JPCERTコーディネーションセンター(Japan Computer Emergency Response Team Coordination Center:JPCERT/CC)は4月21日、「インターネット定点観測レポート(2022年 1~3月)」を公開した。インターネット定点観測レポートは、インターネット上に分散配置した複数の観測用センサーを使用して、不特定多数に向けて発信されるパケットを継続的に観測した結果をまとめたもの。これらのパケット情報を脆弱性やマルウェアなどの情報と対比することで、サイバー攻撃活動やその準備活動の捕捉に役立てることができる。
2022年第1四半期(1月〜3月)に国内で観測されたパケットの宛先ポート番号のトップ5は下表のとおり。
順位 | 宛先ポート番号 | 前四半期の順位 |
---|---|---|
1 | 6379/TCP(redis) | 1 |
2 | 23/TCP(telnet) | 2 |
3 | 123/UDP(ntp) | 6 |
4 | 22/TCP(ssh) | 3 |
5 | 445/TCP(microsoft-ds) | 4 |
TCP 6379番ポートはNoSQLデータベースの「Redis」で使用されるポートで、2022年半ばから増加傾向にあったが、下図の推移グラフを見るとこの四半期では緩やかに減少していることがわかる。TCP 23番ポートは短期間での増減が複数回発生おり、この理由はIoT機器等をマルウェアに感染させようとする攻撃が繰り返し行われたことによるものだと推測されている。
本四半期における注目すべき現象としては、次の2点が挙げられている。
- ウクライナを送信元地域とした跳ね返りパケット数の増加
- カザフスタンを送信元地域としたパケット数の一時的な減少
前者は、2022年2月中旬頃からウクライナを送信元地域としたSYNおよびACKフラグがセットされたTCPパケットが増加したというもの。SYNおよびACKフラグがセットされたパケットは、DDoS攻撃を受けた地域からの跳ね返りパケットとして観測される。そのため、今回の跳ね返りパケットの増加は、この時期にウクライナが大規模なDDoS攻撃を受けた形跡だと考えられるという。実際、ロシアによるウクライナ侵攻が開始された前後から、ウクライナの組織に対して複数回に渡ってDDoS攻撃が行われたことが報告されている。

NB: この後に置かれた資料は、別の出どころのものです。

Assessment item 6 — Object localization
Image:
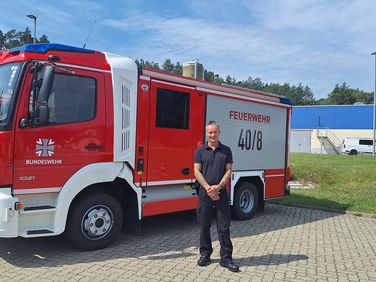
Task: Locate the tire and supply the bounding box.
[233,182,259,220]
[67,193,123,251]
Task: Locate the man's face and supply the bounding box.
[206,124,220,143]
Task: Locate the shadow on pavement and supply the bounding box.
[0,205,340,268]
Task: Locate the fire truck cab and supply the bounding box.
[0,44,291,250]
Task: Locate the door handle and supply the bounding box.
[181,167,189,175]
[85,144,103,150]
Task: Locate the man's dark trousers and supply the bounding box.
[198,187,233,262]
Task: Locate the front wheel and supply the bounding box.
[67,193,123,251]
[233,182,259,220]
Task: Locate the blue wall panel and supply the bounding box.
[291,105,373,129]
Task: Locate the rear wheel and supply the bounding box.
[67,193,123,250]
[233,182,259,220]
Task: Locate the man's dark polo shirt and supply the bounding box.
[194,142,232,185]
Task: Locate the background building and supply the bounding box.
[290,105,373,154]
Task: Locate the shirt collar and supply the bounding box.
[204,141,223,150]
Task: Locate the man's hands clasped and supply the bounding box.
[206,184,222,201]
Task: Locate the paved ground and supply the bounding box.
[0,206,376,281]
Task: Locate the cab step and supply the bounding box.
[20,206,56,214]
[26,229,54,235]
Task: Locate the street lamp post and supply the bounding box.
[371,52,376,157]
[26,15,37,44]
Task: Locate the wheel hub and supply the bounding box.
[81,206,113,240]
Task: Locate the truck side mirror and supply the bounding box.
[37,66,55,104]
[37,66,55,124]
[38,105,49,124]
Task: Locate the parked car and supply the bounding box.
[342,138,373,155]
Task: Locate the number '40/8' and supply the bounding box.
[238,129,262,151]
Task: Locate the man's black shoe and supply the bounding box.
[197,257,211,266]
[219,260,239,272]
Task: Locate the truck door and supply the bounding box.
[147,81,195,186]
[13,69,106,194]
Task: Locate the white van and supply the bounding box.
[342,138,373,155]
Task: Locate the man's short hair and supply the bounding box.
[206,120,220,129]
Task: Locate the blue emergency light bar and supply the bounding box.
[9,43,95,54]
[279,97,292,105]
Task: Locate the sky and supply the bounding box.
[0,0,376,99]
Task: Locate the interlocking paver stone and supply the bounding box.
[0,205,376,282]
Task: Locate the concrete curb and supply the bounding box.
[266,200,376,218]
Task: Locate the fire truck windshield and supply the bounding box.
[0,63,21,126]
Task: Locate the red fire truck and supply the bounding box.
[0,44,291,250]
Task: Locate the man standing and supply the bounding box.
[194,121,239,272]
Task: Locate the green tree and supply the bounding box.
[325,82,356,105]
[353,89,373,104]
[0,27,49,49]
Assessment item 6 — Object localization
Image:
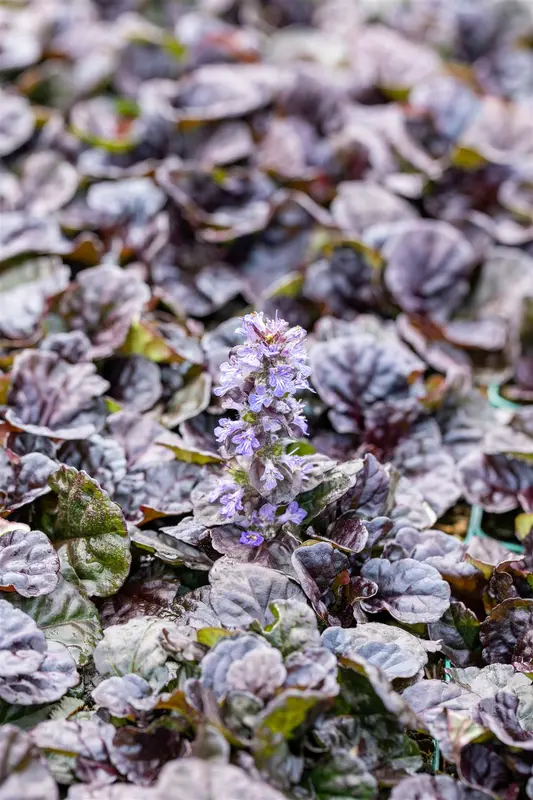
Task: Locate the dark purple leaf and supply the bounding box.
[103,356,163,411]
[459,452,533,514]
[311,334,422,433]
[209,559,304,628]
[0,91,35,158]
[0,256,69,340]
[0,450,58,512]
[480,598,533,664]
[0,600,80,706]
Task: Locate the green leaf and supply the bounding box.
[47,465,128,541]
[8,578,102,666]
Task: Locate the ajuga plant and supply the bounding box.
[211,313,311,547]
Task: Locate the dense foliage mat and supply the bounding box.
[0,0,533,800]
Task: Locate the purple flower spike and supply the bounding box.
[261,459,283,492]
[231,428,261,456]
[213,313,310,547]
[239,531,265,547]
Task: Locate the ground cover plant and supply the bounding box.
[0,0,533,800]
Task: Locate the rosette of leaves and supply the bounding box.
[44,466,131,597]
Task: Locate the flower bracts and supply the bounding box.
[211,313,310,547]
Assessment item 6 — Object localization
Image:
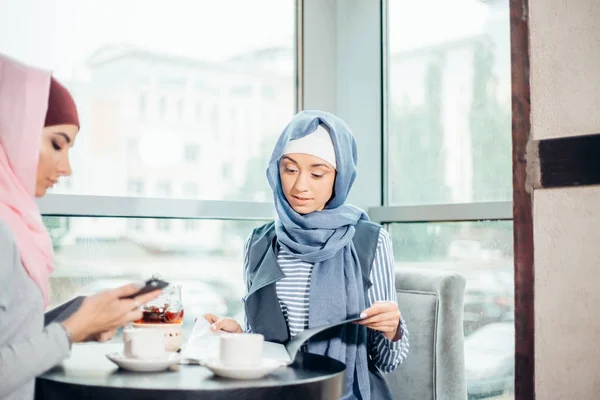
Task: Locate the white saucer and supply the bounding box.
[106,353,180,372]
[202,358,282,379]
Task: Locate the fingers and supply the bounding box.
[97,329,117,343]
[360,301,398,318]
[357,310,400,326]
[107,282,144,298]
[203,314,219,324]
[117,309,144,327]
[367,321,398,333]
[210,318,226,332]
[135,290,162,306]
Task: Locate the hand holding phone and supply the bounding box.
[123,278,169,299]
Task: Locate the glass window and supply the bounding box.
[127,218,145,232]
[390,221,515,400]
[185,219,198,232]
[386,0,512,205]
[183,182,198,198]
[0,0,296,200]
[44,217,264,340]
[139,93,147,117]
[184,144,200,163]
[156,181,171,197]
[127,178,144,195]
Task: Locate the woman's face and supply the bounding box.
[279,153,336,214]
[35,125,79,197]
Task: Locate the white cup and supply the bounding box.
[219,333,265,367]
[123,328,166,360]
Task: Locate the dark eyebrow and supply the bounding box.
[281,156,298,165]
[281,156,331,169]
[53,132,71,144]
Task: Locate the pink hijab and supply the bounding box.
[0,54,54,306]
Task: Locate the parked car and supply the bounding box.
[465,321,515,398]
[464,269,514,336]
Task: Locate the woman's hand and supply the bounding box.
[84,329,117,343]
[356,301,400,340]
[204,314,244,333]
[63,284,161,343]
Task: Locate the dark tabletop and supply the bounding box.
[36,344,345,400]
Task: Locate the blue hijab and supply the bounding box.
[267,111,370,399]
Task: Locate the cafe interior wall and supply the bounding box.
[529,0,600,400]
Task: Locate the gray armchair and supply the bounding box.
[385,269,467,400]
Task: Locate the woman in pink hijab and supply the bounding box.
[0,54,160,399]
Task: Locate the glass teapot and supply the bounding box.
[137,274,183,324]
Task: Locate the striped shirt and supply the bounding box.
[245,229,409,373]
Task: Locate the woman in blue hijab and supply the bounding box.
[205,111,408,400]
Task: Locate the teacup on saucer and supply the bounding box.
[203,358,282,379]
[106,353,180,372]
[131,323,183,351]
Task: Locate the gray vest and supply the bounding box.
[244,220,393,400]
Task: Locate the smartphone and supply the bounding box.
[122,278,169,299]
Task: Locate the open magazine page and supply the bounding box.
[181,318,360,365]
[285,317,360,361]
[181,318,291,365]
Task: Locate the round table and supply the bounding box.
[36,344,346,400]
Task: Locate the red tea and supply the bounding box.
[137,304,183,324]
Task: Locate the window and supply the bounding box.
[127,218,144,232]
[156,182,171,197]
[390,0,515,400]
[156,219,171,232]
[185,219,198,232]
[183,182,198,198]
[177,99,185,120]
[127,178,144,195]
[138,93,148,117]
[0,0,297,201]
[127,138,140,159]
[158,96,167,118]
[387,0,512,205]
[183,144,200,163]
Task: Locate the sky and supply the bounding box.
[0,0,489,76]
[0,0,295,75]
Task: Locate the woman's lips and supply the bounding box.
[292,195,312,204]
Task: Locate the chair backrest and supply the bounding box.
[385,269,467,400]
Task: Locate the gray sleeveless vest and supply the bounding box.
[244,220,393,400]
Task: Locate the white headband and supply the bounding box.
[283,125,337,169]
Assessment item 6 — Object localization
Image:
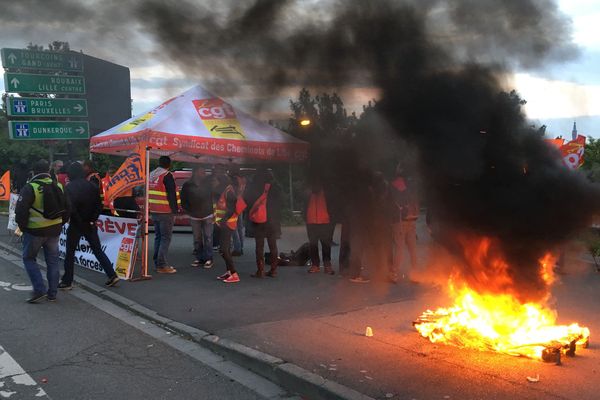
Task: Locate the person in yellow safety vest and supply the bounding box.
[211,175,240,283]
[148,156,179,274]
[15,160,69,303]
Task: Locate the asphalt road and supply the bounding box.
[0,255,284,400]
[0,216,600,400]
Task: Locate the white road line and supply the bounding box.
[0,346,48,399]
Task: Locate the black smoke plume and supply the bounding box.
[138,0,600,300]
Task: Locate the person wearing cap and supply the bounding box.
[58,162,119,290]
[15,160,68,303]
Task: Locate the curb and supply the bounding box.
[0,242,374,400]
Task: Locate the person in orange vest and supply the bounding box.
[211,175,240,283]
[245,169,281,278]
[148,156,179,274]
[305,176,335,275]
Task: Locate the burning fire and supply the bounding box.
[414,239,590,363]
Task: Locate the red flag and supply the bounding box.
[0,171,10,200]
[104,146,146,204]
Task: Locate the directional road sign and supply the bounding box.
[1,49,83,72]
[6,97,87,117]
[4,72,85,94]
[8,121,90,140]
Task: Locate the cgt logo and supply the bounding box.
[193,99,235,120]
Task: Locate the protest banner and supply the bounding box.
[6,193,19,232]
[58,215,138,279]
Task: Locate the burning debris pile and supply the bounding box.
[139,0,600,359]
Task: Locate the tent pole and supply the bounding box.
[288,163,294,212]
[142,146,151,279]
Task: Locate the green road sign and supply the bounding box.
[6,97,87,117]
[0,49,83,72]
[8,121,90,140]
[4,72,85,94]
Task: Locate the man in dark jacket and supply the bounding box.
[244,169,281,278]
[58,162,119,290]
[15,160,68,303]
[180,166,214,268]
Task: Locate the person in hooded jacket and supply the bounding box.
[244,169,282,278]
[58,162,119,290]
[304,175,335,275]
[211,175,240,283]
[180,166,214,269]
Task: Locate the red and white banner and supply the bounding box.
[58,215,138,279]
[90,86,308,163]
[102,146,146,205]
[546,135,585,169]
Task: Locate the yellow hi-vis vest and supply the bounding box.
[27,178,64,229]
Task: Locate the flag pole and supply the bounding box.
[142,146,152,279]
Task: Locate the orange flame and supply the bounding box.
[415,239,590,359]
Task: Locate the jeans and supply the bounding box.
[219,225,236,274]
[254,223,279,271]
[62,224,116,285]
[306,224,335,266]
[190,218,215,263]
[152,213,175,268]
[231,214,245,253]
[23,232,60,297]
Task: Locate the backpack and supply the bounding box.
[248,183,271,224]
[31,180,67,219]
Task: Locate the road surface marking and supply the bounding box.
[0,346,48,399]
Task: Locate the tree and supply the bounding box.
[581,138,600,182]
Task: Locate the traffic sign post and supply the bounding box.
[8,121,90,140]
[0,49,83,72]
[6,97,87,117]
[4,72,85,94]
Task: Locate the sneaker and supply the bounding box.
[223,272,240,283]
[27,293,48,304]
[308,265,321,274]
[156,267,177,274]
[267,269,277,278]
[250,269,265,278]
[105,275,119,287]
[217,271,231,281]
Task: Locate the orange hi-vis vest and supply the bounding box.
[215,185,238,230]
[148,170,173,214]
[306,189,330,224]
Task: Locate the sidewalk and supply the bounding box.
[0,219,600,399]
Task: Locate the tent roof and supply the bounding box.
[90,86,308,163]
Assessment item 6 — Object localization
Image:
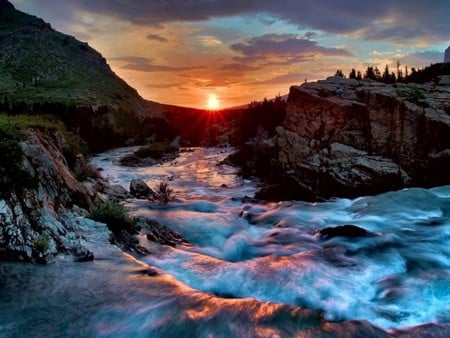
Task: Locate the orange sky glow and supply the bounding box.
[12,0,450,110]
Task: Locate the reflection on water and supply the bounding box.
[0,149,450,337]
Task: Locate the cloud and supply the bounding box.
[146,83,180,89]
[110,56,205,73]
[230,34,351,57]
[220,63,261,72]
[147,34,169,42]
[12,0,450,43]
[251,72,319,85]
[399,51,444,68]
[60,0,450,39]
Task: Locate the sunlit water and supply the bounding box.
[0,148,450,337]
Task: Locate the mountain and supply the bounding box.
[0,0,172,150]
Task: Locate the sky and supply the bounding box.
[11,0,450,108]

カザフスタンについては、2022年1月1日に発表された液化石油ガスの価格に対してデモ活動が活発化し、1月5日に大統領が全土に対して非常事態宣言を発令した。これに関連して、カザフスタン全土で1月5日から10日にかけてインターネットが遮断されたと推測されている。この通信制限の影響がJPCERT/CCによる観測データにも現れたものとみられている。